You may have noticed that we assigned `df` to the returned value of `drop()` function. For all Pandas functions, be it data frames or series (the data type that represents a data frame column), we have to assign the original value back to the modified value because **<u>all of these functions do not modify the original data frame, they only return the modified data.</u>**

### View two columns of the data frame
You can also select multiple columns at once if you want to narrow your focus. Let's select the `date` and `rainfall` columns of the data frame.

In [14]:
df[['date','rainfall']]

Unnamed: 0,date,rainfall
0,2017-05-01T00:00:00,0.000
1,2017-05-01T00:05:00,0.254
2,2017-05-01T00:10:00,1.016
3,2017-05-01T00:15:00,0.000
4,2017-05-01T00:20:00,0.000
5,2017-05-01T00:25:00,0.254
6,2017-05-01T00:30:00,0.762
7,2017-05-01T00:35:00,0.000
8,2017-05-01T00:40:00,0.254
9,2017-05-01T00:45:00,0.000


*Note: we are not changing the value of the data frame because we did not assign the returned value back into `df`.*

### View the nth index
This is pretty useful for keeping tabs on rows that stand out.

In [15]:
df.iloc[3]

name                     RG_001
date        2017-05-01T00:15:00
rainfall                      0
Name: 3, dtype: object

### View the first ten rows by index and the first two columns
Now let's try to select the data frame by its row and by its column at the same time! Notice how `name` and `date` are the first two indexes of the data frame.

In [16]:
df.iloc[0:10,0:2]

Unnamed: 0,name,date
0,RG_001,2017-05-01T00:00:00
1,RG_001,2017-05-01T00:05:00
2,RG_001,2017-05-01T00:10:00
3,RG_001,2017-05-01T00:15:00
4,RG_001,2017-05-01T00:20:00
5,RG_001,2017-05-01T00:25:00
6,RG_001,2017-05-01T00:30:00
7,RG_001,2017-05-01T00:35:00
8,RG_001,2017-05-01T00:40:00
9,RG_001,2017-05-01T00:45:00


### Merging Datasets

Viewing your data is always important to make sure that you are manipulating your data correctly. What we have looked at so far is only half the dataset! There are also a set of files that describe the locations of the stations that took these measurements. Let's use our newfound inspection tools and merge the second half of the dataset with this one.<br><br>
We'll start by importing the second dataset.

In [17]:
df2 = pd.read_csv(path + "Datasets/Workshops/2017_rainfall_data/sites201706.csv")
print("length of df2: %s"% len(df2))
df2.head()

length of df2: 46


Unnamed: 0,id,name,longitude,latitude
0,7677,RG_001,-79.478112,43.64768
1,7678,RG_002,-79.443616,43.651196
2,7679,RG_003,-79.405094,43.656616
3,7680,RG_004,-79.402833,43.678343
4,7681,RG_006,-79.375101,43.661265


Our goal is to merge the `latitude` and `longitude` columns into the first data frame. 

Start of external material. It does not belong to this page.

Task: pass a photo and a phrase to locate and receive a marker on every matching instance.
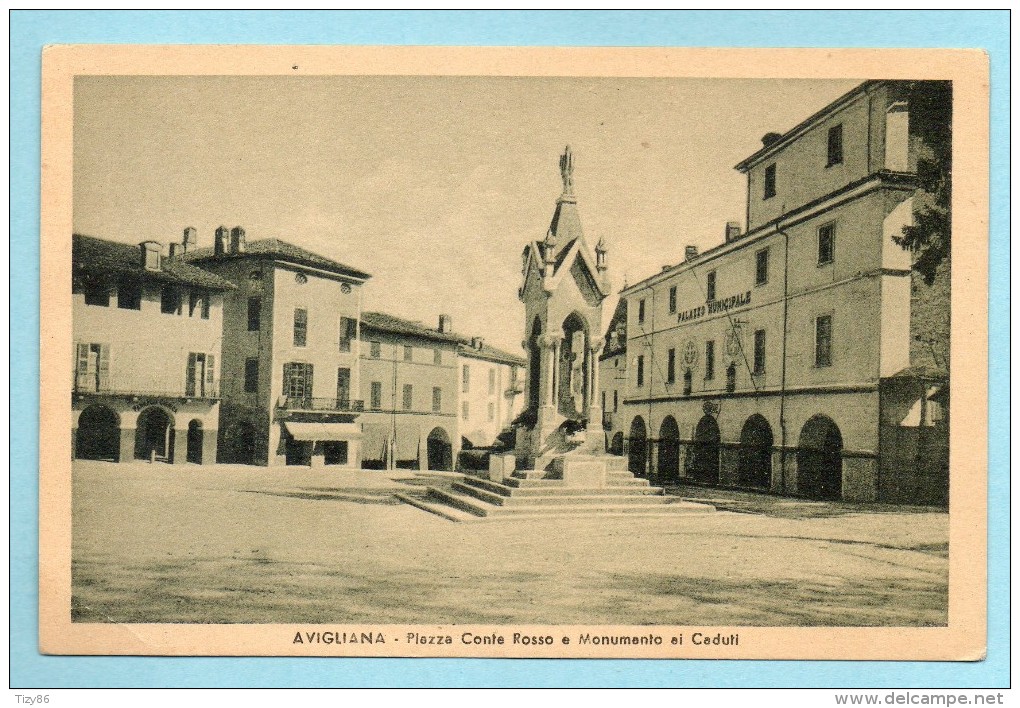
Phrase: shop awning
(323, 431)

Again we'll remove the `id` column because it is redundant.

In [18]:
df2 = df2.drop("id",axis=1,errors="ignore")
df2.head()

Unnamed: 0,name,longitude,latitude
0,RG_001,-79.478112,43.64768
1,RG_002,-79.443616,43.651196
2,RG_003,-79.405094,43.656616
3,RG_004,-79.402833,43.678343
4,RG_006,-79.375101,43.661265


Now let's do the actual merging. In this case, for every station name in the first data frame, we will try to find a corresponding row in `df2` and attach the `latitude` and `longitude` columns into one large data frame. If you ever find merging data frames confusing take a look at the [official Pandas merging documentation](https://pandas.pydata.org/pandas-docs/stable/merging.html). They have great visuals to explain the different merging functions.<br><br>

For us, this is an [outer merge](https://pandas.pydata.org/pandas-docs/stable/merging.html#brief-primer-on-merge-methods-relational-algebra)

In [19]:
df3 = df.merge(df2, left_on='name', right_on='name', how='outer')
df3.head()

Unnamed: 0,name,date,rainfall,longitude,latitude
0,RG_001,2017-05-01T00:00:00,0.0,-79.478112,43.64768
1,RG_001,2017-05-01T00:05:00,0.254,-79.478112,43.64768
2,RG_001,2017-05-01T00:10:00,1.016,-79.478112,43.64768
3,RG_001,2017-05-01T00:15:00,0.0,-79.478112,43.64768
4,RG_001,2017-05-01T00:20:00,0.0,-79.478112,43.64768


Fantastic. Now we have a data frame that tells us the name of the station, when the recording happened, the amount of rain that fell, and the geographic coordinates of the reading. More importantly, you saw how selection functions like `head()` was integral to check our work.

### Data Filtering
Filtering data frames allow you to view the datasets in a certain manner. Filtering your data can help you derive great insights about your dataset.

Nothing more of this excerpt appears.